Istilah mudik yang berasal dari kata udik, merujuk pada makna kampung atau desa. Momen mudik menjadi sebuah momen kembalinya masyarakat urban ke alam perdesaan yang cenderung lebih tenang dan jauh dari laju percepatan kota yang menguras tenaga dan emosi.
Mudik tak hanya terjadi di Indonesia. Malaysia sebagai negara yang masih serumpun dengan Indonesia memiliki tradisi mudik yang bisa dikatakan sama persis dengan Indonesia. Bedanya hanya di istilah yang digunakan, yakni Balek Kampung saat menjelang Idul Fitri.
Begitu pula dengan Mesir meskipun skalanya jauh lebih kecil. Di Turki, mudik disebut dengan Seker Bayram yang diisi tidak hanya bersilaturahmi ketika pulang kampung, tetapi juga ziarah kubur seperti yang umum dijumpai di masyarakat Jawa. Dilansir dari berbagai sumber, tradisi mudik paling heboh di dunia ada di India, terutama pada perayaan Diwali. Sementara di Filipina, mudik berlangsung ketika perayaan Natal.

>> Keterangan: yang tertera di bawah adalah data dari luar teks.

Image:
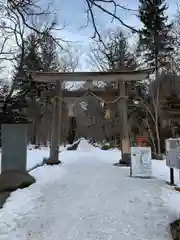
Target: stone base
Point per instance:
(119, 164)
(74, 146)
(175, 229)
(126, 159)
(52, 162)
(12, 180)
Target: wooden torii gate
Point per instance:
(58, 78)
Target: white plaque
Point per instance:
(141, 163)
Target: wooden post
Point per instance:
(56, 126)
(124, 135)
(171, 176)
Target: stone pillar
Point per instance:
(14, 147)
(56, 126)
(124, 135)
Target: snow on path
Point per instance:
(86, 199)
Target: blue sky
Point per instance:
(73, 13)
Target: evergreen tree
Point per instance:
(155, 41)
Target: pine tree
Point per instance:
(155, 41)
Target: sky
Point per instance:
(72, 12)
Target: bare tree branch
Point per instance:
(99, 4)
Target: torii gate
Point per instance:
(120, 76)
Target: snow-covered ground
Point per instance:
(87, 198)
(35, 156)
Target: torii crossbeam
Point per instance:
(120, 76)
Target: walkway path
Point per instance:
(93, 200)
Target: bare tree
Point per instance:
(113, 47)
(111, 8)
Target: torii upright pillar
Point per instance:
(56, 125)
(124, 128)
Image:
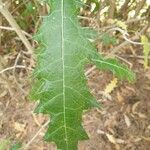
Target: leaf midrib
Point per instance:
(63, 67)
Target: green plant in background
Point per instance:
(60, 83)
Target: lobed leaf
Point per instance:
(60, 84)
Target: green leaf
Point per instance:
(146, 49)
(4, 143)
(60, 84)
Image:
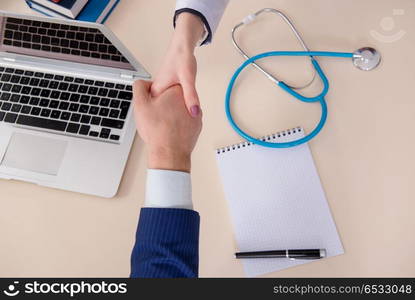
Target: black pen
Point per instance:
(291, 254)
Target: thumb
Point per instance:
(191, 99)
(141, 91)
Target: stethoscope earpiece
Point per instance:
(364, 58)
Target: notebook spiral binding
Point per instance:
(264, 138)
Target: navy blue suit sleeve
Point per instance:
(167, 244)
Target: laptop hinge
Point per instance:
(9, 59)
(126, 76)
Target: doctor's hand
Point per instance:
(166, 126)
(179, 65)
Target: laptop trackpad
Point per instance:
(34, 153)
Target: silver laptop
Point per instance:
(65, 104)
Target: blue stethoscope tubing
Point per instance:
(319, 98)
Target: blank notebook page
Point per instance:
(276, 202)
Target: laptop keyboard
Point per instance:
(64, 104)
(60, 38)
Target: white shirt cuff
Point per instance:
(168, 189)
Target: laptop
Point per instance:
(66, 117)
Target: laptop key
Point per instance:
(73, 128)
(35, 111)
(86, 119)
(6, 106)
(84, 130)
(125, 95)
(45, 112)
(55, 114)
(26, 109)
(16, 108)
(96, 121)
(94, 133)
(10, 118)
(24, 99)
(105, 133)
(65, 115)
(41, 123)
(75, 117)
(112, 123)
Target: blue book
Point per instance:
(67, 8)
(94, 11)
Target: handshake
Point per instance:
(169, 130)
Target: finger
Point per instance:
(191, 98)
(141, 91)
(160, 85)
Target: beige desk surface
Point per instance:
(365, 154)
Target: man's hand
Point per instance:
(179, 66)
(166, 127)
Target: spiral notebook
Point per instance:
(276, 201)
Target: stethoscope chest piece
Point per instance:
(366, 58)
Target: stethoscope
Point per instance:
(364, 58)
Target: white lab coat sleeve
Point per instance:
(168, 189)
(210, 11)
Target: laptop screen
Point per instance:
(73, 43)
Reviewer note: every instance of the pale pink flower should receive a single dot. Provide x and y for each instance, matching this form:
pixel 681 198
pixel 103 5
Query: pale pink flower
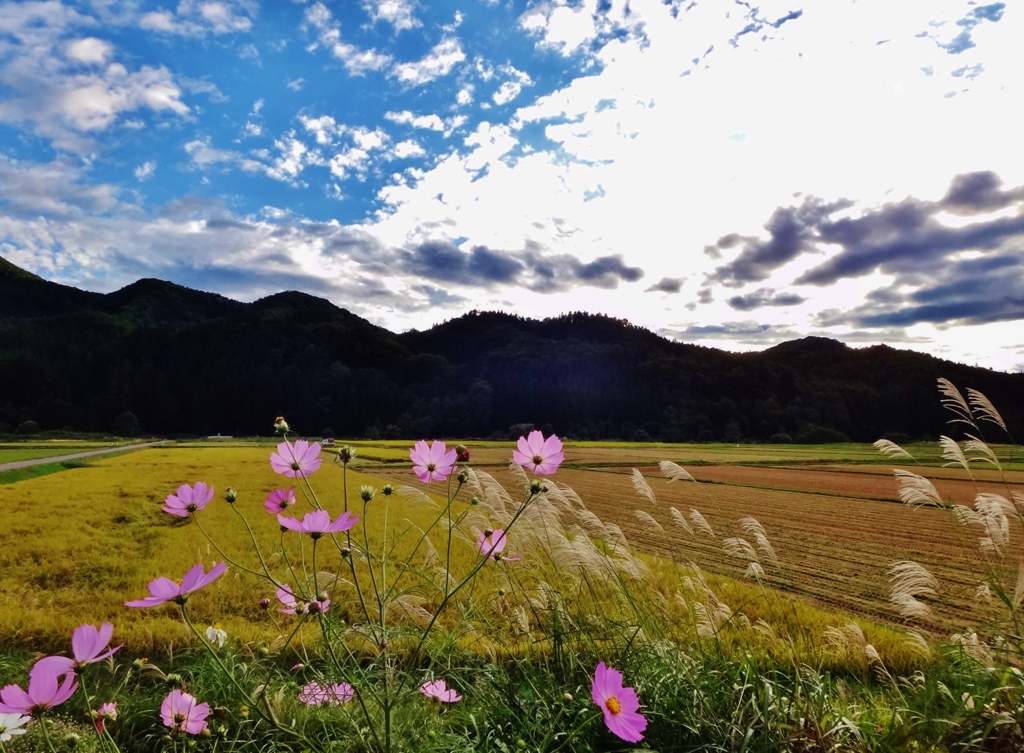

Dari beberapa contoh tradisi mudik di negara-negara tersebut, semuanya memiliki tujuan yang sama, yakni untuk bersilaturahmi. Ekspresi silaturahmi yang dilakukan juga menyesuaikan dengan adat istiadat masing-masing, seperti kupatan dalam tradisi Jawa, terater dalam tradisi Madura, atau pawai cidomo di Lombok.
Sesuai dengan teori migrasi dari Everett Lee (1984), salah satu sifat perpindahan penduduk adalah bersifat nonpermanen. Keinginan masyarakat—di mana pun itu—untuk kembali sejenak ke kampung setelah sekian lama tinggal di perkotaan menjadi kebutuhan emosional yang layak diperjuangkan setidaknya setahun sekali.
Menurut Agus Maladi Irianto (2012: 7), mudik memiliki dimensi spritual yang sudah mengakar kuat khususnya di masyarakat Jawa. Pulang kampung juga berarti melakukan ziarah ke makam para pendahulu. Kegiatan ini setidaknya harus dilaksanakan satu tahun sekali bagi perantau di luar daerah dan momen Idul Fitri diambil sebagai acuan waktunya.
Tradisi mudik akhirnya membuat kegiatan silaturahmi di Indonesia berlangsung meriah dan selalu dinanti.